Civil Society

The first time I attended Sunday morning Church was when a colleague invited me to spend a weekend with his family up in Catskill Mountains, New York. One passes through the venue of Woodstock though the destination was a quiet farming community up in the hills. A Walmart was not too far in a town called Delhi & plenty of weekend cottages in the picturesque surrounding woods owned by Manhattan Richie-richs.
It dawned upon me how the church played a role in community building, every one who attended was attired in formals wearing a smile & the best conduct. Later I saw quiet a few of the same faces at the Ball game & even though the demeanor was sporty, the aura of mutual regard evidenced at church was carried over. Church was the invisible binding force. Purportedly, it is required to instill morality though, in my opinion, it was more than adequate that it perforated the community with observation of etiquette.

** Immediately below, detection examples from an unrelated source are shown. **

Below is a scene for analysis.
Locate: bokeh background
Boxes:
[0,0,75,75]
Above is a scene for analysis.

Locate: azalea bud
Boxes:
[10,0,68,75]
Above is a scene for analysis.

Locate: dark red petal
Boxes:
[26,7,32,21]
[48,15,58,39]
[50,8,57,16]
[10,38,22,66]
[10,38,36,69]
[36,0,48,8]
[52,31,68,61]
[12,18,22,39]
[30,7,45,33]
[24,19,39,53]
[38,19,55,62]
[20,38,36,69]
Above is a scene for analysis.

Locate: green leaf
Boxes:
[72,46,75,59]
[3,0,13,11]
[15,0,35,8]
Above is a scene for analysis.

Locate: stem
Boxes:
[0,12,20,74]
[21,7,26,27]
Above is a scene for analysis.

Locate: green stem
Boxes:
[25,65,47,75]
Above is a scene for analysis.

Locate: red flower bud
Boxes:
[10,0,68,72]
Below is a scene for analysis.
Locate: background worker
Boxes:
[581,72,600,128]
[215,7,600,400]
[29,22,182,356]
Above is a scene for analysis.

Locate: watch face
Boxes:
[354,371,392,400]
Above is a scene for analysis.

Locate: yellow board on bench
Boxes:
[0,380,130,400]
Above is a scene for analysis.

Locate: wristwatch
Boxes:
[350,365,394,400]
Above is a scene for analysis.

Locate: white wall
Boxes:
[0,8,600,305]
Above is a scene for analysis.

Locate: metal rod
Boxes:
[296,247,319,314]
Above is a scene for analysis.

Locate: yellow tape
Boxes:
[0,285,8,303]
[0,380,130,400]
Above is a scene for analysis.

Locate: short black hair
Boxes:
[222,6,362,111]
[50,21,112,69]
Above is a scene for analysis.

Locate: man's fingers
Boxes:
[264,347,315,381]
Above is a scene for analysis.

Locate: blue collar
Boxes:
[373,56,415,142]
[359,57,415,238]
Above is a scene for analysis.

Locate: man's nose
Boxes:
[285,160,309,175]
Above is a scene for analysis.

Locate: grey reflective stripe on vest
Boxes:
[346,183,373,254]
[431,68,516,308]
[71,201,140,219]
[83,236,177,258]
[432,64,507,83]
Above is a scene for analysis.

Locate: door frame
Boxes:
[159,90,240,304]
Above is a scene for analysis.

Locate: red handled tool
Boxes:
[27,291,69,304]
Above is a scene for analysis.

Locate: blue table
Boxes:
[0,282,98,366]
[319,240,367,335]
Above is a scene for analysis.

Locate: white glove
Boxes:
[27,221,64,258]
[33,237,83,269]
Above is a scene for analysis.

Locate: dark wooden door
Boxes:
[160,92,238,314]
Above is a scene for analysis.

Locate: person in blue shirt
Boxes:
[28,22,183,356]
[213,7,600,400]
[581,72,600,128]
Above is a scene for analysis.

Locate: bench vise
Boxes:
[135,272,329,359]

The dominant religion in India, Hinduism, is so very different in this regard. It focuses on building individuals not societies. We have a one to one relationship with the ‘God’ & at one time had almost as many Gods as people, everyone can choose their own God or Guru – options are aplenty still though we have collectively outnumbered Gods manifolds. When we wish to pray in a group, we have the option of summoning the temple priest to our homes. Religion, to us is not a binding force in the social context of etiquette but a personal growth practice. Each individual is free.
VS Naipaul had observed that left to its own, concepts of statehood, governance & such would not have evolved from Vedic or Hindu thought. I know the myriad of objections that can be cited to such a statement – in general – it is true that whatever one states as a fact about India – its exact opposite also turns out to be true. The intent here is to isolate fundamental building blocks that have influenced the way we as a nation have evolved.

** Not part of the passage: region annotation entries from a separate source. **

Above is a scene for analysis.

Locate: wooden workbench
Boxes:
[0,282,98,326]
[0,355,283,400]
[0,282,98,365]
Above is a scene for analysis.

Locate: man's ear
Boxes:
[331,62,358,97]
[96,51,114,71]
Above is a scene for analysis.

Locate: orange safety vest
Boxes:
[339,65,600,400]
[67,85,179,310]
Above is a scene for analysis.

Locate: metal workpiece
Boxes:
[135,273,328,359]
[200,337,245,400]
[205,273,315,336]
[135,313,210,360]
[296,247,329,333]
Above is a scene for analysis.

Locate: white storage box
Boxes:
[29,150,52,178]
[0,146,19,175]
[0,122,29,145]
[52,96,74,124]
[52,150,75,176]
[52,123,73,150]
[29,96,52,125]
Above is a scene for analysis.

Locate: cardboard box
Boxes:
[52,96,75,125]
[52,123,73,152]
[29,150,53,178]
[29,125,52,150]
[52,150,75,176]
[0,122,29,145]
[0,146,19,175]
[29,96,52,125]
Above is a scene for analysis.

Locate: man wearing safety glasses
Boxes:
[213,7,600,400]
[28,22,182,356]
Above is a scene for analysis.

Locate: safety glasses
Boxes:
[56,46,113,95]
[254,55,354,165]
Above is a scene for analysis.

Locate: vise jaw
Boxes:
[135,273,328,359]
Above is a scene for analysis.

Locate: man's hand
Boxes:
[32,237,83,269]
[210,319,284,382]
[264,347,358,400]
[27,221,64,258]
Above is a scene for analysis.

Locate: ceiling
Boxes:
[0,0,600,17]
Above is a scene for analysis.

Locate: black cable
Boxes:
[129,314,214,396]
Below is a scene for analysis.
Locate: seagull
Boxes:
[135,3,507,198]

Years later, while consulting for a oil company in UAE, I used to hang out with a US educated Arab whose family had a share in the company & thereby he had an executive position. We had fun times together, he had lots of fancy cars & going to clubs with him was sheer indulgence, with him bankrolling the outings. Inevitably, couple of months later, the topic veered to religion. He proudly proclaimed that his religion teaches him to love God & be in his service on call. That explained to me the rushing screeching cars heading to mosque when the call came everyday twice/thrice a day. But more than the dictum, it was peer pressure – not responding to call was blasphemous with the fellow follower having the option of blowing whistle on you. Once again religion provided the building block to glue communities together though love & regard was perhaps substituted by fear. And I have little doubt that it is the fear that breeds fundamentalism but I digress.

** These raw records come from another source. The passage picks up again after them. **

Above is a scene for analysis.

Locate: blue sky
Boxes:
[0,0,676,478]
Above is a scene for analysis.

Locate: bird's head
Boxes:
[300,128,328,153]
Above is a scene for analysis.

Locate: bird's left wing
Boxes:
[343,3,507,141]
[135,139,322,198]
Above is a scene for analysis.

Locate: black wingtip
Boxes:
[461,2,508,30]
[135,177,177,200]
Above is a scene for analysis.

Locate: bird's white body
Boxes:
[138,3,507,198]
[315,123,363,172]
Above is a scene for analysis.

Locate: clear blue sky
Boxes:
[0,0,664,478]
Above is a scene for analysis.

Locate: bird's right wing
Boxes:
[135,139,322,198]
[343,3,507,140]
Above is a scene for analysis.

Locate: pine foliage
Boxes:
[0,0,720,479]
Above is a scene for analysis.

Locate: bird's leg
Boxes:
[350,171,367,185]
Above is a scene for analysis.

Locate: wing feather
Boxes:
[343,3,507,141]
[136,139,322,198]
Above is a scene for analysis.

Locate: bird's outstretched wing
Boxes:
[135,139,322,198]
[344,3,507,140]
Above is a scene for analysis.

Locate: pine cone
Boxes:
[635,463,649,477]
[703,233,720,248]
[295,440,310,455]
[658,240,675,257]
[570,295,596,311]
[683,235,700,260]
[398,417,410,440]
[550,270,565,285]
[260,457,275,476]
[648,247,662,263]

The point of this posting is merely to portray that we are FREEEEEE , perhaps a bit too much. With each element going its own way, entropy is bound to breed. Thus far on the Indian journey, the binding forces have been freedom movement, Gandhi, Pakistan, Cricket & Bollywood. We have to devise a common thread that ties up our diversity. And it has to be at grassroots. I propose – Civility.
Ego divides, Love unites. Though Spiritualism – the essence of vedantic & Hindu thought – leads to love – its practice is ‘I’ centric. As much as we must evolve individually – we owe to our nation in building our society. Civic Sense can be a good beginning as the rules are simple & easy to follow. Litter not, stare not, smile instead, give way, shout or honk not, extend our cleanliness concerns from private spaces to public spaces, appreciate that natural resources belong to all, waste water & bijli not, etc, etc.
I hope that you all shall contribute. I urge you to do so. For God’s sake or Despite your God.